Black Monday came and went and Mike McDaniel is still at the helm

Parker Blackwell

1/6/2026

Mike McDaniel is a weird dude.
Quirky. Awkward. Says things that make you tilt your head a little. Doesn’t sound like a “football guy” half the time. And depending on the day, that either feels refreshing or incredibly frustrating.

Well, Black Monday came and went, and Mike McDaniel is still the Dolphins’ head coach. And that probably tells us more than anything else could. You don’t need a press conference or some dramatic announcement to read between the lines here. McDaniel is talking like a guy who expects to be back. He’s acting like a guy who expects to be back. And the fact that the Dolphins didn’t pull the trigger today makes it feel like he’s probably going to be back next season.

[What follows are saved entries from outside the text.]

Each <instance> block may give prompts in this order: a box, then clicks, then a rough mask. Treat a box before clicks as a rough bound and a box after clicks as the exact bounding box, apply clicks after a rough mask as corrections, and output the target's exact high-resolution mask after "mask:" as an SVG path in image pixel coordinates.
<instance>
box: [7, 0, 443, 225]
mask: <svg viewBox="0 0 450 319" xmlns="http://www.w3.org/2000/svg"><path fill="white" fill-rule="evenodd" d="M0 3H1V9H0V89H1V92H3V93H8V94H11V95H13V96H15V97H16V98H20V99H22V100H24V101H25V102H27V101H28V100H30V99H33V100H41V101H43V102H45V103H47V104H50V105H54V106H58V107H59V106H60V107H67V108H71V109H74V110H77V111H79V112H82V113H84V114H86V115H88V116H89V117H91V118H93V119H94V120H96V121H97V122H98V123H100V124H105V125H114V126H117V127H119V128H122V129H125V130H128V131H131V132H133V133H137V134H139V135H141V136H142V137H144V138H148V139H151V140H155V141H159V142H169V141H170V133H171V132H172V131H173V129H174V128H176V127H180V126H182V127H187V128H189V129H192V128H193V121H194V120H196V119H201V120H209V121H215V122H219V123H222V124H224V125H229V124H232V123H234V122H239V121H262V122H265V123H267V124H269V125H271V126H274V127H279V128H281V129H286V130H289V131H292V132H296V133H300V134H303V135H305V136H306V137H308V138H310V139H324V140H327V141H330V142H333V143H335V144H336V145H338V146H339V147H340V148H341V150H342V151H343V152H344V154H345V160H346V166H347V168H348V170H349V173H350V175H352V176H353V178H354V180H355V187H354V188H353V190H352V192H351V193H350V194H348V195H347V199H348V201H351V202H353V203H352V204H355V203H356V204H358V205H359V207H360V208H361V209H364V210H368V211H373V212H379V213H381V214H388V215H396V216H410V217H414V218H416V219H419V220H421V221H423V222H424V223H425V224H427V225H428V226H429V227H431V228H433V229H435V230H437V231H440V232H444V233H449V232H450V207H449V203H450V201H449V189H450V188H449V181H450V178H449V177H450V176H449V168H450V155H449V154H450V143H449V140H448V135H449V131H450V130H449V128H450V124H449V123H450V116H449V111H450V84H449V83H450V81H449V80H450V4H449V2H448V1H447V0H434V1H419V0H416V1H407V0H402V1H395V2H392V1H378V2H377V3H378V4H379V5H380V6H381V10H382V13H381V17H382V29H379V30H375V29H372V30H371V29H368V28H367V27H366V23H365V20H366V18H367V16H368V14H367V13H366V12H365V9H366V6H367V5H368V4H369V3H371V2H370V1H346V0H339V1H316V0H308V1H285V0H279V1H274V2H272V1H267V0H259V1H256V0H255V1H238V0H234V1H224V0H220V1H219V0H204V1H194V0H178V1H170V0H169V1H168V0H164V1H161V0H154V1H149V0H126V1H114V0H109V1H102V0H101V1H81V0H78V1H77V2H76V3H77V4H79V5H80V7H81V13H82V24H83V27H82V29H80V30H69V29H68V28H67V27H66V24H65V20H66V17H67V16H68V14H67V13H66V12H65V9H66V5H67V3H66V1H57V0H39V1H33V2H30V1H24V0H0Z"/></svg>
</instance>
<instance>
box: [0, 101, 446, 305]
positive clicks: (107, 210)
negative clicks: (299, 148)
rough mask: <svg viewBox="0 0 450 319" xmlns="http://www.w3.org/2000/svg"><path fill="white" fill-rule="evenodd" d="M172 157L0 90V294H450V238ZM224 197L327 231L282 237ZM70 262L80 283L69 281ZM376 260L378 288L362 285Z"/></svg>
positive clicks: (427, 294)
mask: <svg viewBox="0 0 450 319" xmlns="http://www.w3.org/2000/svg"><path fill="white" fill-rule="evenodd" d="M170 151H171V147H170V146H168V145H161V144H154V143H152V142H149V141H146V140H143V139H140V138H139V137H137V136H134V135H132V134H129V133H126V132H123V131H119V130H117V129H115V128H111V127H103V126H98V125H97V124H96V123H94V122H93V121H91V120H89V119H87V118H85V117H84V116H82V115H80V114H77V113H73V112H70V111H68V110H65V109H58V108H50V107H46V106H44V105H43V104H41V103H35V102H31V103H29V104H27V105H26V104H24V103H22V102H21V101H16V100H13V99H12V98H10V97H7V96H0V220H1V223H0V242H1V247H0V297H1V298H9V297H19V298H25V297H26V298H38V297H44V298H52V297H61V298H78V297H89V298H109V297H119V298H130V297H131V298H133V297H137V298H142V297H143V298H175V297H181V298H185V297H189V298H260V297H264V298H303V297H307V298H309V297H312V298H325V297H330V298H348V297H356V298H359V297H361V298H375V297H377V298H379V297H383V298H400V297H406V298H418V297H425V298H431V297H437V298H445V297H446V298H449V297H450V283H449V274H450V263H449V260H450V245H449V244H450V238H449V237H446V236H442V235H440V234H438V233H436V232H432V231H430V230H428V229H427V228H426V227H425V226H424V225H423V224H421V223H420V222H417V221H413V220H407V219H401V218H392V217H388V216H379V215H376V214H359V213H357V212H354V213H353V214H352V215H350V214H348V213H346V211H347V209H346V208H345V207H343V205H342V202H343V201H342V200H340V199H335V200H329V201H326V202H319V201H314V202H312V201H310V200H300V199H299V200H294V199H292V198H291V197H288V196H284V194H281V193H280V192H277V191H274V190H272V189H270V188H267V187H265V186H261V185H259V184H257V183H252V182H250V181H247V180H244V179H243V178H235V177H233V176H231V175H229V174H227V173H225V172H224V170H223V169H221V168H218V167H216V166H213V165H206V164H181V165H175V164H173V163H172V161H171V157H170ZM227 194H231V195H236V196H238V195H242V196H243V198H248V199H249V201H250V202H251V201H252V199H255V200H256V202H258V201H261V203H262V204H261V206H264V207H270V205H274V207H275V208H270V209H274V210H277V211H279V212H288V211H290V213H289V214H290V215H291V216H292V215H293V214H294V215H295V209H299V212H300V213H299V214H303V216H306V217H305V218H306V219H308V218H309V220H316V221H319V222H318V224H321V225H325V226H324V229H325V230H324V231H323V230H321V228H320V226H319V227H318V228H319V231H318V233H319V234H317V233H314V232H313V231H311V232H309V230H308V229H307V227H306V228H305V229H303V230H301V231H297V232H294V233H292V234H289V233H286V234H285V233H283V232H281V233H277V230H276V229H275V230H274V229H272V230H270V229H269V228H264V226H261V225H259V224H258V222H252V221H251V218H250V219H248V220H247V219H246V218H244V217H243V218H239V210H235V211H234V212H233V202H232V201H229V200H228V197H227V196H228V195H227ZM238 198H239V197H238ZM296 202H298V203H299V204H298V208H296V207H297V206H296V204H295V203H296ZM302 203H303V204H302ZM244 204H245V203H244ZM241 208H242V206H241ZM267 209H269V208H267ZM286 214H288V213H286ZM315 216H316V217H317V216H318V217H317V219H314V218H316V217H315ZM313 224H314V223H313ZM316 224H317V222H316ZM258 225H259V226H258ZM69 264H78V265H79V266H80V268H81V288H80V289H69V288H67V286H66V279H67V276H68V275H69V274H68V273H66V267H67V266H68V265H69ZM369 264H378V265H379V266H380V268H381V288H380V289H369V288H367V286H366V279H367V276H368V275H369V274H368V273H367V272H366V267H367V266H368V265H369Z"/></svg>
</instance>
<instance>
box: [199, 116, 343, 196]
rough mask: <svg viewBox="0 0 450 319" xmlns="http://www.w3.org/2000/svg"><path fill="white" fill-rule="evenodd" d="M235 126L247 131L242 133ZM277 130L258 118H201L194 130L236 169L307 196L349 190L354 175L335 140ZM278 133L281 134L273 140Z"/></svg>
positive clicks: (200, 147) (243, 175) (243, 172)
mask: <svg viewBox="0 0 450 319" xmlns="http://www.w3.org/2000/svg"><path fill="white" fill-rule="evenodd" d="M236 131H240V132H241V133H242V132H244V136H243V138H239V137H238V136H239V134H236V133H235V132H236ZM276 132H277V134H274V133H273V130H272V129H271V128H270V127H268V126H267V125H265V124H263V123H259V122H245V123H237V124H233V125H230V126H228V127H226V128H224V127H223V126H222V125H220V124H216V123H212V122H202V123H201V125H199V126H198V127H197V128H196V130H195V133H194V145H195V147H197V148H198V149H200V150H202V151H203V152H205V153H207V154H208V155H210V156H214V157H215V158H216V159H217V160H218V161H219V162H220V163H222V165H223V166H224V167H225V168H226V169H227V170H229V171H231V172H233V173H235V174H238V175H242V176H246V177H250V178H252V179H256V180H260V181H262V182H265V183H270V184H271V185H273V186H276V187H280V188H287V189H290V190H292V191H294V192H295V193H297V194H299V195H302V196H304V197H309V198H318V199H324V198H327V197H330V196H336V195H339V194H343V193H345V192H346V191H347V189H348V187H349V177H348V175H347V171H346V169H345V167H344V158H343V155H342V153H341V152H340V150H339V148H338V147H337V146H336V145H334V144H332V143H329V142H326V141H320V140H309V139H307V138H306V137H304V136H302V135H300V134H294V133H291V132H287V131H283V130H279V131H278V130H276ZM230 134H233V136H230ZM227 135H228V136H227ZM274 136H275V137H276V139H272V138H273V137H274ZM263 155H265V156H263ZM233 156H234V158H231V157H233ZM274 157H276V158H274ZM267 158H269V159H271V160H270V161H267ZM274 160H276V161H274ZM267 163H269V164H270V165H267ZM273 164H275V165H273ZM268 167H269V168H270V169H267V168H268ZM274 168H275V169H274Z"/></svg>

Now, how do I feel about that?

It's complicated...

My emotions with Mike McDaniel over the last few years have been all over the place, and I’m sure I’m not alone. At his best, he unlocked Tua in a way that was genuinely special to watch. No matter where you stand on Tua now, when he was at his peak nobody can deny: he was electric. Leading the league in passing yards. Getting the ball out insanely fast. Running an offense that actually felt modern, creative, and dangerous. I really believe McDaniel maximized Tua in a way that very few coaches could, and that wasn’t an accident.

But at the same time, you have to say that McDaniel has also been part of the Dolphins’ downfall in recent years. Look at what happened when Tua went down and they were forced to play with a backup. McDaniel had no answers! He couldn't adjust whatsoever. And what happened when the league figured out how to defend the eye-candy of the pre-snap motion at the end of the '23 season? That was it! The Dolphins were lost with nowhere to go. So both things can be true. He helped raise the ceiling… and somehow the floor still caved in.

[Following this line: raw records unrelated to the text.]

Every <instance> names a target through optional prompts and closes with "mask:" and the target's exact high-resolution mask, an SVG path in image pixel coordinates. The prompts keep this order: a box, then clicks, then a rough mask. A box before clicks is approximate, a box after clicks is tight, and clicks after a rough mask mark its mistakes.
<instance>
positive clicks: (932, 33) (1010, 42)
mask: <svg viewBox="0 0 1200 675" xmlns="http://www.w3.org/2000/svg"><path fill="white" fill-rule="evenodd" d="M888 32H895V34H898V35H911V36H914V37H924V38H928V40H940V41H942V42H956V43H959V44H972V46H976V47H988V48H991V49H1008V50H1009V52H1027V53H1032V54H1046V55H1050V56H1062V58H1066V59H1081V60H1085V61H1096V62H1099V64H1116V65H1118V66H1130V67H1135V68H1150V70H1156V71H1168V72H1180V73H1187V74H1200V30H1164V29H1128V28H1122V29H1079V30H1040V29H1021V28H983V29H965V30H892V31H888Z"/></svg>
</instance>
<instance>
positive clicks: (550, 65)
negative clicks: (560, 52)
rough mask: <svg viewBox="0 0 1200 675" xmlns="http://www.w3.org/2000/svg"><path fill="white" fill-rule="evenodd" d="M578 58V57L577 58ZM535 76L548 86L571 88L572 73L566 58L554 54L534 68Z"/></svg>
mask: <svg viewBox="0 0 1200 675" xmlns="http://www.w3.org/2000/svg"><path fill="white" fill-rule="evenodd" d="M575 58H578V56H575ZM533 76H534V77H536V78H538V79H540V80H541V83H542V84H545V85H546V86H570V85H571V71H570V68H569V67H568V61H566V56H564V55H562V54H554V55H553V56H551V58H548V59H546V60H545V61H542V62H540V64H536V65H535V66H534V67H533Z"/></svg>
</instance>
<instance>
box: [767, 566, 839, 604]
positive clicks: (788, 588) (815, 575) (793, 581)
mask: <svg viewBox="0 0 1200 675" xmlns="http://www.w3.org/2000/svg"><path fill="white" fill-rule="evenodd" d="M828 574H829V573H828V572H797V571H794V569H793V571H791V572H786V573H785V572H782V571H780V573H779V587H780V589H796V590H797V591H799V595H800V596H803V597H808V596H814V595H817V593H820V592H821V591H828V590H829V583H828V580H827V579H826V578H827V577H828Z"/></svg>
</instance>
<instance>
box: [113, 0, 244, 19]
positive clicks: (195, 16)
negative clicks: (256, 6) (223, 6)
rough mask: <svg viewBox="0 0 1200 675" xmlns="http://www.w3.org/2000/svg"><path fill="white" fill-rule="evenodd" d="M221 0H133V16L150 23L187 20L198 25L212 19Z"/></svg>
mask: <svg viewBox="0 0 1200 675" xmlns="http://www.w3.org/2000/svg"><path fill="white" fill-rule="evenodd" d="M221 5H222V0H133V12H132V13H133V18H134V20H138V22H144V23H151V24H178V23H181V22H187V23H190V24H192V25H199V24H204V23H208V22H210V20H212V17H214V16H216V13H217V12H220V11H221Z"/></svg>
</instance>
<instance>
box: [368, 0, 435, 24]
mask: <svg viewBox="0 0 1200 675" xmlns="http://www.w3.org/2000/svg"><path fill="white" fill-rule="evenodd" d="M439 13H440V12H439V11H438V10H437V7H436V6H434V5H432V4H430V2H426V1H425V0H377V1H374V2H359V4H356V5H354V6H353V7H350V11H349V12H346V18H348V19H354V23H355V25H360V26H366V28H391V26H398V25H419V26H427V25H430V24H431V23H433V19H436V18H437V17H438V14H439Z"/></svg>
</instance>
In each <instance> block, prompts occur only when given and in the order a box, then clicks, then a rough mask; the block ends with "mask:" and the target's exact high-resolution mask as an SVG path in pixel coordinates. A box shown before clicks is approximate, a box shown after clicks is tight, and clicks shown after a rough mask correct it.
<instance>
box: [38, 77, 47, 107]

And yet, you look back at moments like the 1–7 stretch, when the season looked completely dead, and the team somehow clawed its way back and finished strong. That matters. That kind of turnaround doesn’t just happen by accident.

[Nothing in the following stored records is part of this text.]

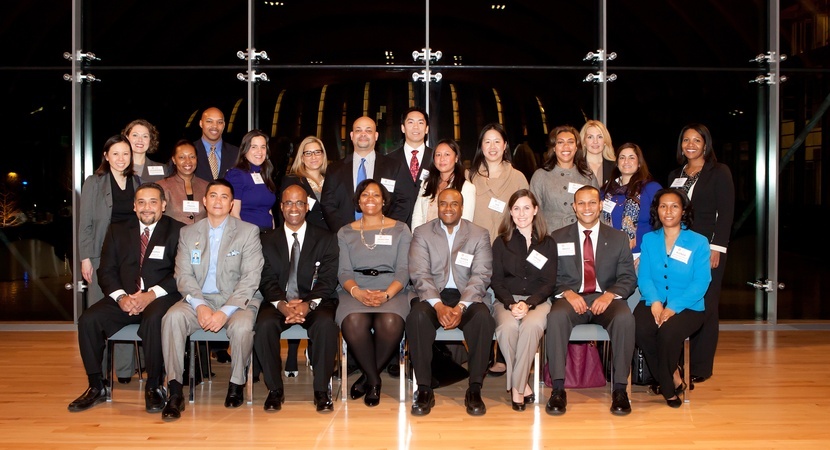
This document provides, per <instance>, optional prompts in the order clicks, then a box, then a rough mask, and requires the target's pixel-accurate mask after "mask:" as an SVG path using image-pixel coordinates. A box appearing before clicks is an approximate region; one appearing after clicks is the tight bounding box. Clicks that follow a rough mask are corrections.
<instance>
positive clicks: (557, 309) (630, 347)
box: [545, 186, 637, 415]
mask: <svg viewBox="0 0 830 450" xmlns="http://www.w3.org/2000/svg"><path fill="white" fill-rule="evenodd" d="M573 209H574V212H575V213H576V219H577V223H574V224H572V225H568V226H565V227H563V228H560V229H558V230H556V231H554V232H553V233H551V235H552V236H553V239H554V240H555V241H556V243H557V250H558V253H559V264H558V269H557V276H556V291H555V292H556V295H555V298H554V301H553V305H552V306H551V309H550V313H549V314H548V328H547V335H546V338H545V339H546V341H545V344H546V346H547V354H548V355H547V356H548V364H549V367H550V372H551V378H552V380H553V391H552V392H551V395H550V400H548V404H547V405H546V406H545V411H547V413H548V414H551V415H560V414H565V408H566V406H567V405H568V397H567V395H566V394H565V361H566V359H567V355H568V341H569V340H570V337H571V330H572V329H573V327H574V326H575V325H579V324H583V323H596V324H599V325H602V327H603V328H605V329H606V330H608V335H609V336H610V337H611V348H613V349H614V352H613V355H614V361H613V363H614V380H612V381H613V383H614V389H613V391H612V395H611V397H612V400H611V412H612V413H613V414H617V415H625V414H628V413H630V412H631V404H630V403H629V401H628V394H627V393H626V391H625V390H626V387H627V386H628V375H629V372H631V356H632V355H633V354H634V316H633V315H632V314H631V309H629V307H628V303H627V302H626V299H627V298H628V297H629V296H630V295H631V294H632V293H633V292H634V288H636V287H637V276H636V274H635V272H634V260H633V257H632V256H631V248H630V247H629V245H628V236H626V234H625V233H623V232H622V231H620V230H617V229H614V228H611V227H609V226H607V225H605V224H603V223H600V222H599V215H600V213H601V212H602V202H601V201H600V198H599V190H597V188H595V187H592V186H583V187H581V188H579V189H578V190H577V191H576V193H574V203H573ZM594 243H596V244H594ZM583 255H584V256H583Z"/></svg>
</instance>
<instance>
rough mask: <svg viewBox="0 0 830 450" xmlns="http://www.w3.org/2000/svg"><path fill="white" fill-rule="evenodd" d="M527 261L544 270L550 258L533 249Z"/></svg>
mask: <svg viewBox="0 0 830 450" xmlns="http://www.w3.org/2000/svg"><path fill="white" fill-rule="evenodd" d="M527 262H529V263H531V264H533V265H534V266H536V268H537V269H539V270H542V267H545V263H546V262H548V258H547V257H546V256H544V255H543V254H541V253H539V252H537V251H536V250H533V251H532V252H530V255H528V256H527Z"/></svg>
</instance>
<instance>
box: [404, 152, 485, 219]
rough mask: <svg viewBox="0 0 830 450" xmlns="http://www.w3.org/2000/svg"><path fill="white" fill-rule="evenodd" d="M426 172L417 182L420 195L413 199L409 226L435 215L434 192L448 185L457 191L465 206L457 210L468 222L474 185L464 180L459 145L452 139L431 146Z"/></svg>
mask: <svg viewBox="0 0 830 450" xmlns="http://www.w3.org/2000/svg"><path fill="white" fill-rule="evenodd" d="M428 170H429V175H428V176H427V178H426V179H425V180H424V181H423V183H422V184H421V192H420V195H419V196H418V197H417V198H416V199H415V209H414V211H413V212H412V229H413V230H414V229H415V228H417V227H419V226H421V225H423V224H425V223H427V222H429V221H430V220H432V219H437V218H438V202H437V199H438V194H440V193H441V192H442V191H443V190H444V189H447V188H452V189H455V190H457V191H458V192H461V196H462V197H463V198H464V204H465V205H469V207H468V208H464V211H463V212H462V213H461V218H462V219H467V220H469V221H470V222H472V221H473V218H474V217H475V210H476V187H475V185H473V183H470V182H469V181H467V176H466V174H465V173H464V166H462V165H461V147H460V146H459V145H458V142H456V141H455V140H454V139H442V140H440V141H439V142H438V145H436V146H435V152H434V157H433V161H432V164H430V166H429V169H428Z"/></svg>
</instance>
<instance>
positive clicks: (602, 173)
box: [579, 120, 616, 186]
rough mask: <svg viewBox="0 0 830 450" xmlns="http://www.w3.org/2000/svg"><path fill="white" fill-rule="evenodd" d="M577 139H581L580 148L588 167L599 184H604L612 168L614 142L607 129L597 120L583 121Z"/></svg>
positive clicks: (610, 175) (612, 167)
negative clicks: (581, 127) (590, 168)
mask: <svg viewBox="0 0 830 450" xmlns="http://www.w3.org/2000/svg"><path fill="white" fill-rule="evenodd" d="M579 140H580V141H582V150H583V152H584V155H585V159H586V161H587V162H588V167H590V168H591V172H594V176H595V177H597V181H598V182H599V184H600V186H605V184H606V183H608V181H610V180H611V171H612V170H614V163H615V161H616V158H614V144H612V143H611V135H610V134H609V133H608V129H607V128H605V125H603V124H602V122H600V121H599V120H589V121H587V122H585V125H583V126H582V129H581V130H579Z"/></svg>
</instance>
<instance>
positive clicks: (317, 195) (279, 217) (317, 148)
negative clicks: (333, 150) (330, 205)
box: [277, 136, 337, 232]
mask: <svg viewBox="0 0 830 450" xmlns="http://www.w3.org/2000/svg"><path fill="white" fill-rule="evenodd" d="M328 164H329V163H328V157H327V156H326V147H324V146H323V141H321V140H320V139H319V138H317V137H315V136H308V137H306V138H305V139H303V141H302V142H300V145H299V146H298V147H297V154H296V155H295V156H294V163H293V164H291V168H290V169H289V171H288V175H287V176H285V177H283V179H282V186H281V187H280V192H282V191H284V190H285V188H287V187H288V186H291V185H292V184H296V185H299V186H300V187H302V188H303V189H305V191H306V193H307V194H308V214H306V216H305V220H306V222H308V223H310V224H312V225H316V226H318V227H320V228H323V229H325V230H328V229H329V227H328V225H327V224H326V221H325V220H324V219H323V208H322V206H321V205H320V200H321V199H322V198H323V194H322V192H323V182H324V181H325V176H326V168H327V167H328ZM277 216H278V217H279V223H280V224H282V222H283V221H284V220H285V219H284V218H283V217H282V214H278V215H277ZM332 231H335V232H336V231H337V230H332Z"/></svg>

But here’s where I start questioning how much credit McDaniel actually deserves for that.

How Much of the turnaround Was Really Him?

McDaniel has said it himself — many times — that he lets the leaders of the team lead. He stays out of the locker room during the emotional highs and lows. He’s not the guy giving some movie-style speech to fire everyone up. He just lets the guys in the locker room deal with it themselves. So when the Dolphins go from completely deflated to suddenly playing with heart again, how much of that is McDaniel, and how much of that is just the players refusing to quit?

Now, don’t get me wrong — that is a coaching style. And there are real advantages to it. Empowering leaders, giving players ownership etc. I get it. But if that’s the case, then it also feels a little strange to give McDaniel full credit for resuscitating the team mid-season. If he’s intentionally hands-off in those moments, then doesn’t most of that credit belong to the guys on the field?

All that said — I don’t think bringing McDaniel back for one more year is an awful idea. The guy clearly has a wild offensive mind. That hasn’t gone away. And next season actually feels like the perfect year to continue the McDaniel experiment — especially without Tua (if they were to move on from him).

Worst-case scenario, you cut bait mid-season or after the year, and you fully reset in 2027. This upcoming year sure seems like a transition year anyway — a year where you can experiment across the organization, see what sticks, and stop pretending you have all the answers. Having a head coach in place who you’re still evaluating actually makes sense in that context. There’s very little downside.

None of this means McDaniel is guaranteed to be back. The NFL is weird. Things change fast. All it takes is one surprise firing (in Baltimore?), one unexpected opportunity, and suddenly the Dolphins’ plans shift entirely. If a big-name coach becomes available and Miami thinks they can pull him to South Beach, that’s a totally different conversation.

But based on what’s out there right now?
Based on the fact that Black Monday came and went with nothing on the Dolphins?

Sticking with Mike McDaniel for another year doesn’t feel reckless. It actually feels reasonable.